It's most probably something you've already thought of, but have you ever tried explaining to your parents just how difficult the noisy, crowded, trapped situation is for you to deal with? I don't know what help they could be, but maybe they could be some ...

Also most probably something you've thought of, but sitting near doors might at least help alleviate the trapped part of the feeling.

Can you take your homework assignments and textbooks along with you?

*hugs* I hope things go as well for you as they are able.

I've brought both textbooks and computer, but it's no direct help when 99% of the time is spent in one big family gathering.

My father understands and sympethizes. I've explained to my mother; she couldn't care less and gets consistently irritated with me for "refusing to be social with [my] family" when I inevitably have to find ways to duck out.

Bible-humpers? Sorry, jumped out at me for some reason. :P

And this is one reason I'm very glad all my extended family are too far away to have major holidays with - that kind of chaos isn't fun.

Good luck keeping your sanity. Bring stuff to work on if you can... *hugs*

Eh, minor typo...

This is part of why I need to move out. I need to be able to refuse to go on trips like this, although I'd have to contrive an excuse. I'd like to not even give them my contact information, but I know I can't get away with that. It'll be enough of a trick to not give them my apartment key or a duplicate thereof.

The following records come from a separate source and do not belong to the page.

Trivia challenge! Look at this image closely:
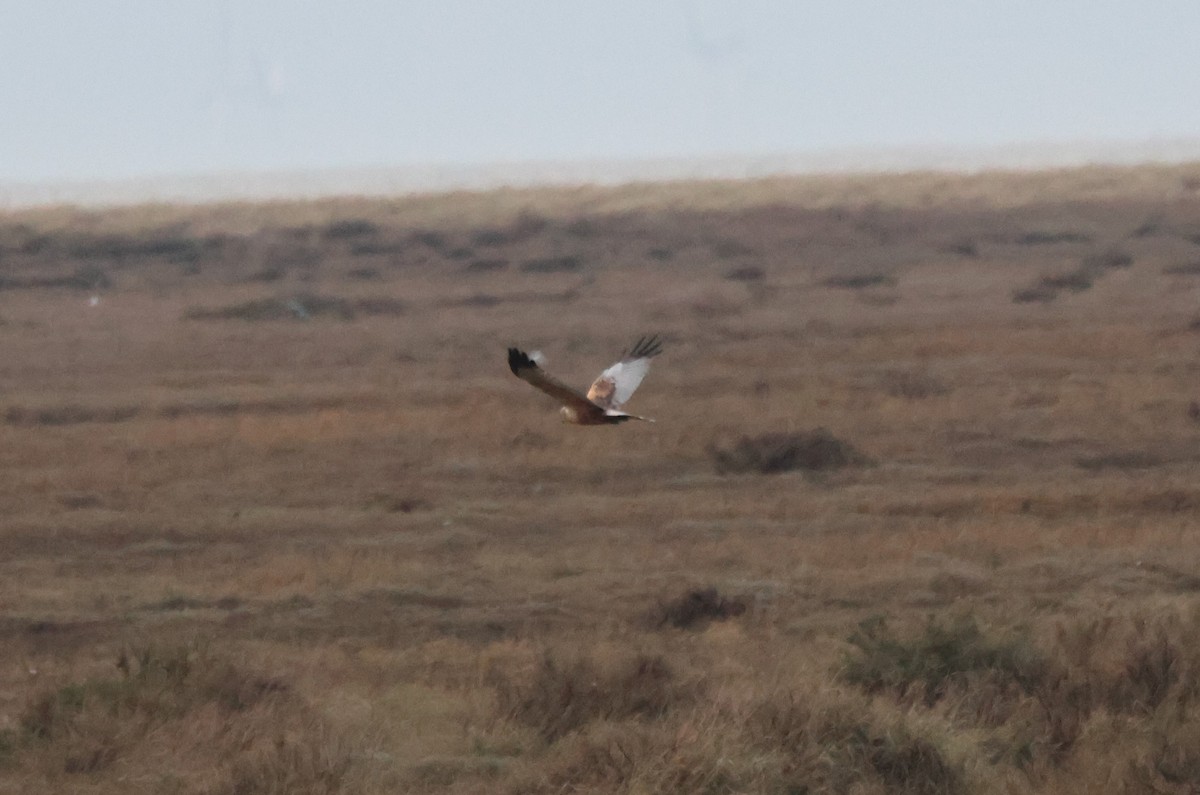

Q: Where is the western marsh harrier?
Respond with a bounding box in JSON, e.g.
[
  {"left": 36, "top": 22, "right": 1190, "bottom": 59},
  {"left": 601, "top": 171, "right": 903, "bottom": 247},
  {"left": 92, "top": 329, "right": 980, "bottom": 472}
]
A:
[{"left": 509, "top": 336, "right": 662, "bottom": 425}]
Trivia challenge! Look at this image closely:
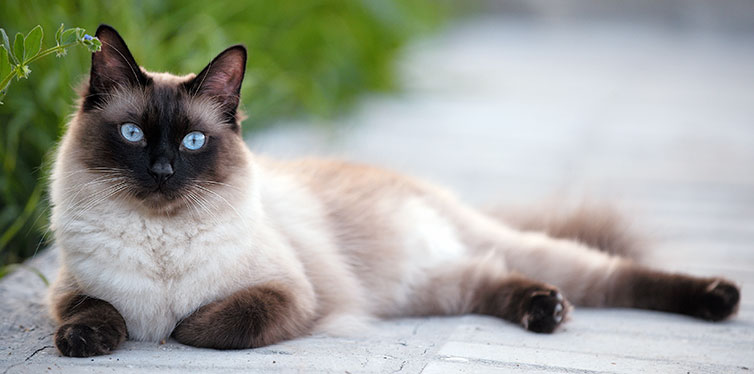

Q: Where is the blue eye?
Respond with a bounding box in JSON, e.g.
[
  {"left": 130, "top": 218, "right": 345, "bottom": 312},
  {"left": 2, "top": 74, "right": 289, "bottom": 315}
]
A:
[
  {"left": 183, "top": 131, "right": 207, "bottom": 151},
  {"left": 120, "top": 122, "right": 144, "bottom": 143}
]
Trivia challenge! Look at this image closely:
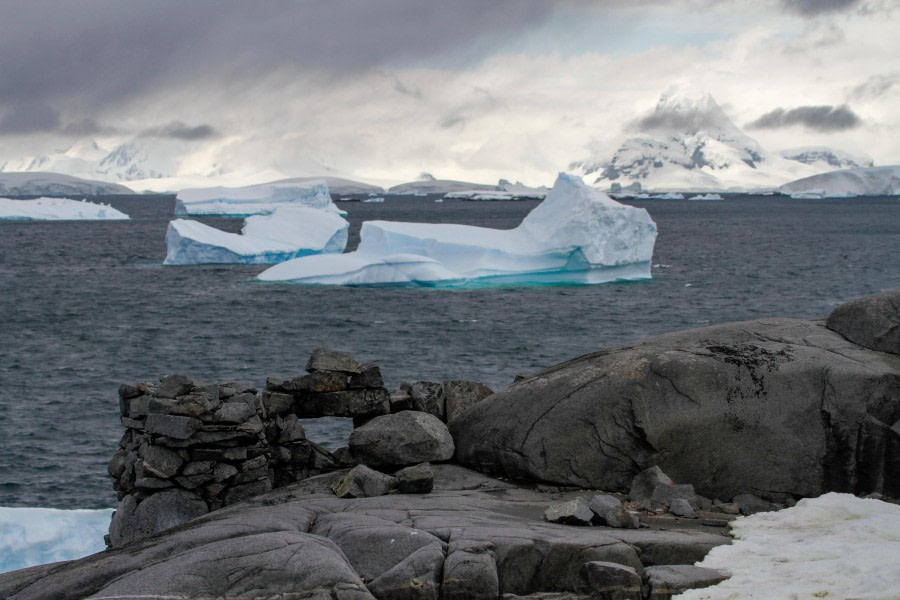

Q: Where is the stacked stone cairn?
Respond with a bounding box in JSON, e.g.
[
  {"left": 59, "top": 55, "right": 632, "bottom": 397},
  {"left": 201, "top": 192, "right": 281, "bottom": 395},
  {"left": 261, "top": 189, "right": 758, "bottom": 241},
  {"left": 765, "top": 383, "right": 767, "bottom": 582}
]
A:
[{"left": 107, "top": 348, "right": 492, "bottom": 546}]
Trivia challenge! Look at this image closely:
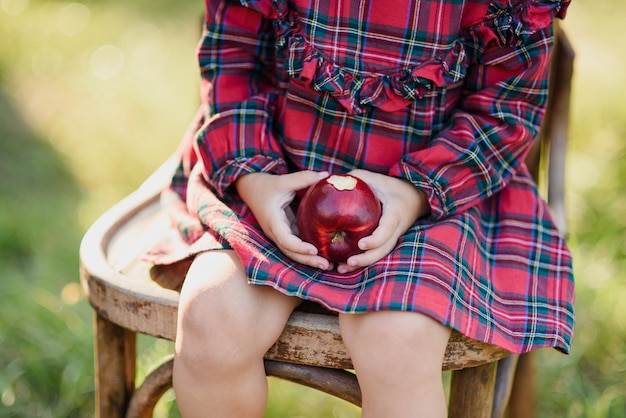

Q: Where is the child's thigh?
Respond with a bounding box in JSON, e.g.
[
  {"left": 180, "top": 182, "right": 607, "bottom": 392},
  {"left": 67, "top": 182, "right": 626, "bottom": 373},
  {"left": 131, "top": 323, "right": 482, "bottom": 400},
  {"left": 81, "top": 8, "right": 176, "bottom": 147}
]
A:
[{"left": 179, "top": 250, "right": 300, "bottom": 350}]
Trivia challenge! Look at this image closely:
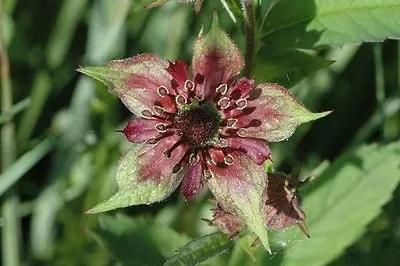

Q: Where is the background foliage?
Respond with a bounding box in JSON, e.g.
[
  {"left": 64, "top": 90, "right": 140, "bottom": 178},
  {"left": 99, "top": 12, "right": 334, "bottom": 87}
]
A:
[{"left": 0, "top": 0, "right": 400, "bottom": 266}]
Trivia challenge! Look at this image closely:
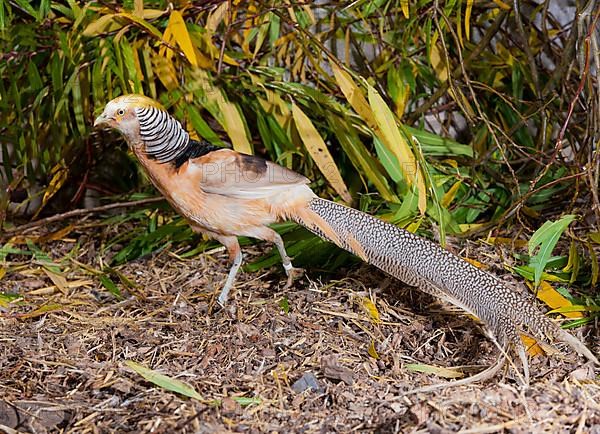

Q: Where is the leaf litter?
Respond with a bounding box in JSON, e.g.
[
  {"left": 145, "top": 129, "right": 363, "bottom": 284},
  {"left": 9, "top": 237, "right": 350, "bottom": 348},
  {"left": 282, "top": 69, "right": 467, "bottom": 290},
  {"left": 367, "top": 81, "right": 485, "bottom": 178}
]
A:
[{"left": 0, "top": 222, "right": 600, "bottom": 433}]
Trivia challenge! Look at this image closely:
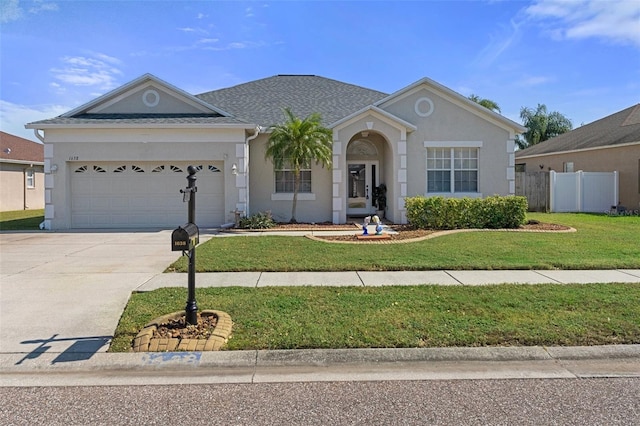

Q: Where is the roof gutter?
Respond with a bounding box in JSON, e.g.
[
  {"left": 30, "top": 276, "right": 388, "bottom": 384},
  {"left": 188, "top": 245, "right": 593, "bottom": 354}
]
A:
[{"left": 33, "top": 129, "right": 44, "bottom": 143}]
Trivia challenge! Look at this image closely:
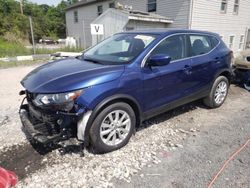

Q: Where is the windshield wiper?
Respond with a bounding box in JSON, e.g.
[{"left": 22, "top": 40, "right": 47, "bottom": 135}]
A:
[{"left": 83, "top": 57, "right": 103, "bottom": 65}]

Hey man...sorry that your Christmas sucks... families make or break it, and I am sorry that yours creates such a volatile situation. I hope that the rest of break can go well for you... when will you be around? It will be cool if I can see you...

The rest of my break involves clearing that Computer Architecture incomplete, starting on my research next semester, and helping my father with his software manuals. I'll be back on Sunday evening, but probably not in a mood for guests for at least a few days! I'd love to invite you over, though- remind me some time after I get home and we can work something out.

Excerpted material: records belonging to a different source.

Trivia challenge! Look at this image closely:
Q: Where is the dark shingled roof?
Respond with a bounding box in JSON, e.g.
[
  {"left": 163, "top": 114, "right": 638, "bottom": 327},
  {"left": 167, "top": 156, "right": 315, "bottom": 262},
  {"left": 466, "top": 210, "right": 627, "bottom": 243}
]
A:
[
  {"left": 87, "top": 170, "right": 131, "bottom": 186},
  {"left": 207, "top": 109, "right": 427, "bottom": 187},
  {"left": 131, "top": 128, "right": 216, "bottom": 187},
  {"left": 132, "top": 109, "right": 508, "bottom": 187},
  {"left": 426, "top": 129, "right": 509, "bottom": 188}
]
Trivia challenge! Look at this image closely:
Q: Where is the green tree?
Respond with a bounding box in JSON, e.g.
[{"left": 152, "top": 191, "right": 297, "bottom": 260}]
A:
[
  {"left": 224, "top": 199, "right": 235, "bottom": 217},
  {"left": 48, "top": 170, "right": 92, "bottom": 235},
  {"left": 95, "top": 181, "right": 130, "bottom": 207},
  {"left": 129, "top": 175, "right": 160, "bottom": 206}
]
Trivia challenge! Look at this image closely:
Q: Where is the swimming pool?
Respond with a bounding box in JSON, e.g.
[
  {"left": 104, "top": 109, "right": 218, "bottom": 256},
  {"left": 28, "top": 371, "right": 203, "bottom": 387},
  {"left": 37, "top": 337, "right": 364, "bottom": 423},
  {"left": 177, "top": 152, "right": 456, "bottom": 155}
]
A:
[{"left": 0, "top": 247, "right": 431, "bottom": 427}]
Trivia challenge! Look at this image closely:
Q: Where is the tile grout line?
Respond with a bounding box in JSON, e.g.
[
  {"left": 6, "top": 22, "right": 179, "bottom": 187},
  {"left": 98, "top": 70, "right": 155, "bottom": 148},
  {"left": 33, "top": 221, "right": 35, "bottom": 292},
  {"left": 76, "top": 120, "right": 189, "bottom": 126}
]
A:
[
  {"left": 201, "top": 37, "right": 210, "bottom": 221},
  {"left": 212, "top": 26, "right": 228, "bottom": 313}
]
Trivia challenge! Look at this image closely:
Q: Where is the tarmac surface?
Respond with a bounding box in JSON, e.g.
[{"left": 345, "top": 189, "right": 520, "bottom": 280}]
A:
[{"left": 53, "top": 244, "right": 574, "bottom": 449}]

Every time you mention your family, you make it sound like an episode of Everybody Loves Raymond, only not half as funny. I know you'll figure out some way to survive.

*hugs* Yours sounds like mine - only you apparently have less of the "stupid family crap" to deal with than I do. Christmas Eve - my immediate family + kids, Christmas Day Lunch Mum's side of the family + having to give my son to his asshole of a father, Christmas Day Dinner - best friends house all the growed up people consuming food and copious amounts of alcohol, Boxing Day (Day after Christmas for those who don't have that particular holiday) Dad's side of the family, thankfully minus the attempted rapist cousin (Yay!) but with the hypochondriac grandmother - and thankfully I get to have my son with me for that - and then go home and hole up like a hermit for the rest of the week.

You'll get through, because you don't have a choice admittedly, but you'll do it. And we'll be here for hugs and venting when you need it.